Baptism is a wonderful and
meaningful sacrament, but let’s not pretend we control God with our
rituals. Likewise, after discussing
religion with one of my fundamentalist friends—something I don’t do anymore—and
trying hard to find some common ground, she finally said, “I see your point and
maybe you’re right. Christianity is a
big tent, and as long as people believe Jesus was born of a virgin, shed blood
and died for our sins, and will come again for the final judgment, the other
details don’t really matter.

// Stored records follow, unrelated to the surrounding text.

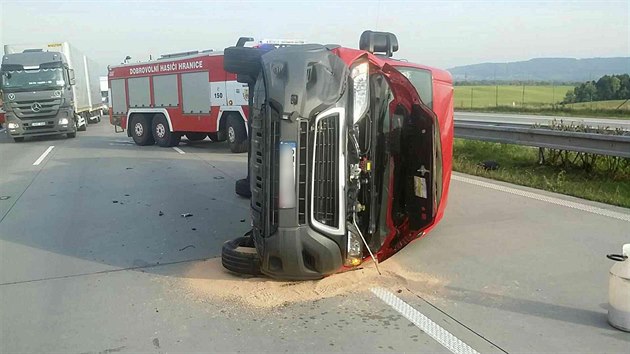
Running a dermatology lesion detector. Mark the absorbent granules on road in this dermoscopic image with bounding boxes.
[175,258,446,309]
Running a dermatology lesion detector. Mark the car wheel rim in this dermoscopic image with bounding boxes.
[228,127,236,143]
[134,123,144,136]
[155,123,166,138]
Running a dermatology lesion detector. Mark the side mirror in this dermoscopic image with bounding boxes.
[68,69,76,86]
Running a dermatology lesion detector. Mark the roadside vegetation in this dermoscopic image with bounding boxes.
[454,74,630,119]
[453,139,630,208]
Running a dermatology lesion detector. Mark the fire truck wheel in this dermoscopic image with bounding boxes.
[186,133,206,141]
[221,236,262,275]
[223,47,263,77]
[227,116,248,152]
[129,115,155,146]
[208,132,227,143]
[152,114,182,147]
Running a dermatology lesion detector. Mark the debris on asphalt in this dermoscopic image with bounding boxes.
[179,245,196,252]
[180,258,448,309]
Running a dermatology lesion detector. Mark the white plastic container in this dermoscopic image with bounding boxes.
[606,244,630,332]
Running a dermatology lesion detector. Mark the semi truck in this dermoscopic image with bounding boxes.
[0,42,103,142]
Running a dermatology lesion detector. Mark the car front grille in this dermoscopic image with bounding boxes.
[312,115,339,228]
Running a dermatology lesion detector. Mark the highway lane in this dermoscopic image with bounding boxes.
[455,112,630,130]
[0,123,630,352]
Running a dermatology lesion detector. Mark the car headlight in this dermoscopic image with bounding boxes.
[350,61,370,124]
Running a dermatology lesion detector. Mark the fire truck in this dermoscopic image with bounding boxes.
[108,51,249,152]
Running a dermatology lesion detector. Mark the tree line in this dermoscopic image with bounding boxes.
[562,74,630,103]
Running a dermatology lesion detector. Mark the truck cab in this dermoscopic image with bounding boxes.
[0,50,79,142]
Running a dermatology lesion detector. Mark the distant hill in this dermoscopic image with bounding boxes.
[449,57,630,82]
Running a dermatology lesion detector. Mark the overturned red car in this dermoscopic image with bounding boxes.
[222,31,453,279]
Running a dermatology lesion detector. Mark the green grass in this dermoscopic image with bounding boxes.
[453,139,630,208]
[566,100,630,112]
[454,85,574,109]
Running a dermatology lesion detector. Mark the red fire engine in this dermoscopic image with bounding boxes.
[108,51,249,152]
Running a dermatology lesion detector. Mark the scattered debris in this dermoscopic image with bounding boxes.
[179,245,196,252]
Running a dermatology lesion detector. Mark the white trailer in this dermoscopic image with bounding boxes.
[4,42,105,121]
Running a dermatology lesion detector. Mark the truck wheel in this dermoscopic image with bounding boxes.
[227,116,249,152]
[152,115,182,147]
[129,115,155,146]
[223,47,264,77]
[208,132,227,143]
[221,236,262,275]
[186,133,207,141]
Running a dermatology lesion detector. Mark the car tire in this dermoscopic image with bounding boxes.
[226,115,249,153]
[223,47,264,77]
[208,132,227,143]
[234,178,252,199]
[186,133,207,141]
[151,114,182,147]
[127,115,155,146]
[221,236,262,275]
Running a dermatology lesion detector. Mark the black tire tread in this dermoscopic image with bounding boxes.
[221,236,262,275]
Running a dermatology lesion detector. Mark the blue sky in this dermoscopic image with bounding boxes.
[0,0,630,73]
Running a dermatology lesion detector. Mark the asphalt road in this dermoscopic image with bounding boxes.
[0,122,630,353]
[455,112,630,130]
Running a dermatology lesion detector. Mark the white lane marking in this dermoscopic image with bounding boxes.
[370,288,479,354]
[452,175,630,222]
[33,146,55,166]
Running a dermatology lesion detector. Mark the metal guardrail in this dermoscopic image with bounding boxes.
[455,120,630,158]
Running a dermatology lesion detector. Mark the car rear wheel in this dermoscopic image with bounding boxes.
[186,133,207,141]
[221,235,262,275]
[227,115,249,153]
[129,115,155,146]
[152,115,182,147]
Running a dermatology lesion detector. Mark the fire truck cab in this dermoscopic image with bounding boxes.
[108,51,249,152]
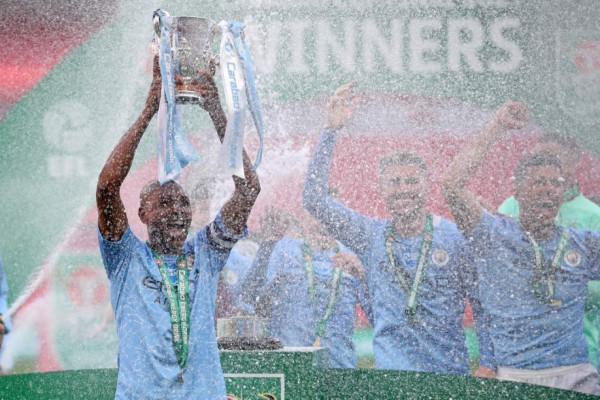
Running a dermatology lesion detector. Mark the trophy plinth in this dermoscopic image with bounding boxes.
[175,78,205,105]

It is okay
for them to call themselves Christians.”
I stopped arguing with her, but as far as I’m concerned she drew one
huge line in the sand between who’s in and who’s out when she established those
three rules for being a Christian.
Okay, I’m a Congregationalist. I don’t like rules and regulations. I personally enjoy ritual, but hope we
always keep it in perspective.
Christian rituals, from baptism to Communion, are ways we embrace the
mystery of life, of Christ’s presence among us, and celebrate God’s love in our
lives. They are not strings we pull to
move God into certain positions.
Well, here we are in the 21st
century. If Hosea and Micah could see
us now, they would probably say, “Wow.
The more things change the more they stay the same.” But let us vow to keep their prophetic
voices alive. Because now, like then,
most religious people want to turn faith into an exclusive club. And that’s just not the way it is. It has never been popular to say, “If you
think you’re in, you’re out; and if people think you’re out, you’re in.” It’s kind of a crazy world sometimes, but that’s
the way the world is...at least, according to Hosea, and Micah…and Jesus.